Et voici "God Is", le monument. Kanye West lâche tout. La passion derrière le chant est la plus sincère ressenti depuis longtemps. Kanye attrape le Saint-esprit et nous transperce de part en part. La râpe sur sa voix est le point culminant de l'album. Jesus Is King, c'est comme si 808s & Heartbreak était un album gospel avec des chorales au lieu de l'Auto-Tune.
Après ces émotions, quelle belle idée ce "Hands On", encore une fois minimaliste mais tellement prenant. Kanye ne se sent pas alourdi par le moindre doute. Chaque lyrique semble pure. Il ne se déchaîne pas, il ne crie pas contre les opposants, il est juste franc avec les auditeurs comme si nous étions de vieux amis. J'aime beaucoup ça. C'est une rafale de voix, trempées dans toutes ces textures. Je me demande où Kanye a enregistré ce titre? Il est dans un monde différent. Incroyable.
Quand "Use This Gospel" commence, on se rend compte que les chansons se plient vraiment bien les unes dans les autres. L'accumulation ici est tellement minime. À bien des égards, ces chansons ressemblent à un croisement entre 808 et Yeezus. C'est tellement dépouillé et nu. Je dois y retourner, mais c'est semblable à Blonde avec encore moins de percussion et beaucoup plus de religieux évidemment. La voix de Pusha-T pourrait couper une porte en acier. C'est tellement tranchant et imposant. J'ai besoin de lui pour faire une mixtape sur des rythmes sans beat.
Et puis ce saxo fou entre en scène...
Mes oreilles se sont levées pour un intermède au paradis.

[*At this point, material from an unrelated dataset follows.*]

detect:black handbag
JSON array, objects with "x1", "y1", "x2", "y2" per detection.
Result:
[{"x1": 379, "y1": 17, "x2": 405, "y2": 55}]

Le dernier titre "Jesus is Lord" est étonnant dans sa durée, très étonnant. Mais pas mauvais.
En résumé, Jesus Is King trouve Kanye plus apprivoisé.**
À la première écoute, Jesus Is King ne trouve pas Kanye qui demande pardon ni ne confronte aucun acte répréhensible. Les paroles sont honnêtes et les plus sincères de Kanye ces derniers temps. Il a l'air renouvelé - tout juste sorti de l'eau du baptême - mais n'offre aucune phrase qui ne soit pas liée à Jésus.
La meilleure façon de décrire l'album est un dimanche à l'église. Alors que le prédicateur prêche, un homme se lève, se dirige vers la chaire et avoue que Jésus est son sauveur, que Jésus est son roi.
Sans aucun doute, l'église entière se lève à son tour, l'entoure et l'embrasse.